You are given three integer sequences of length $ N $ , namely $ A=(A_1,A_2,\ldots,A_N) $ , $ B=(B_1,B_2,\ldots,B_N) $ , and $ C=(C_1,C_2,\ldots,C_N) $ , and an integer $ K $ . For each of the $ N^3 $ choices of integers $ i,j,k $ ( $ 1\leq i,j,k\leq N $ ), compute the value $ A_iB_j + B_jC_k + C_kA_i $ . Among all these values, find the $ K $ -th largest value.

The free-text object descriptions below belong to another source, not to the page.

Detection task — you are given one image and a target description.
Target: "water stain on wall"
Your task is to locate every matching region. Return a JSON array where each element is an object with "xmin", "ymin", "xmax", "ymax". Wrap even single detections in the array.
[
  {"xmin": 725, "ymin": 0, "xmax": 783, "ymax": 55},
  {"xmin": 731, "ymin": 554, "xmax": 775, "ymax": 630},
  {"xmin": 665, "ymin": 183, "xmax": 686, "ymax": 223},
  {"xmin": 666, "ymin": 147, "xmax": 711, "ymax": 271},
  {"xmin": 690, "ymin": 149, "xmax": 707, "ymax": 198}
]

The input is given from Standard Input in the following format: > $ N $ $ K $ $ A_1 $ $ A_2 $ $ \ldots $ $ A_N $ $ B_1 $ $ B_2 $ $ \ldots $ $ B_N $ $ C_1 $ $ C_2 $ $ \ldots $ $ C_N $

Print the answer.

### Sample Explanation 1 The $ N^3=8 $ values are computed as follows: - For $ (i,j,k)=(1,1,1) $ : $ A_1B_1+B_1C_1+C_1A_1=1\times 3+3\times 5+5\times 1=23 $ - For $ (i,j,k)=(1,1,2) $ : $ A_1B_1+B_1C_2+C_2A_1=1\times 3+3\times 6+6\times 1=27 $ - For $ (i,j,k)=(1,2,1) $ : $ A_1B_2+B_2C_1+C_1A_1=1\times 4+4\times 5+5\times 1=29 $ - For $ (i,j,k)=(1,2,2) $ : $ A_1B_2+B_2C_2+C_2A_1=1\times 4+4\times 6+6\times 1=34 $ - For $ (i,j,k)=(2,1,1) $ : $ A_2B_1+B_1C_1+C_1A_2=2\times 3+3\times 5+5\times 2=31 $ - For $ (i,j,k)=(2,1,2) $ : $ A_2B_1+B_1C_2+C_2A_2=2\times 3+3\times 6+6\times 2=36 $ - For $ (i,j,k)=(2,2,1) $ : $ A_2B_2+B_2C_1+C_1A_2=2\times 4+4\times 5+5\times 2=38 $ - For $ (i,j,k)=(2,2,2) $ : $ A_2B_2+B_2C_2+C_2A_2=2\times 4+4\times 6+6\times 2=44 $ Sorting these values in descending order, we have $ (44,38,36,34,31,29,27,23) $ , so the 5th largest value is $ 31 $ . ### Constraints - $ 1\leq N \leq 2\times 10^5 $ - $ 1\leq K \leq \min(N^3,5\times 10^5) $ - $ 1\leq A_i,B_i,C_i \leq 10^9 $ - All input values are integers.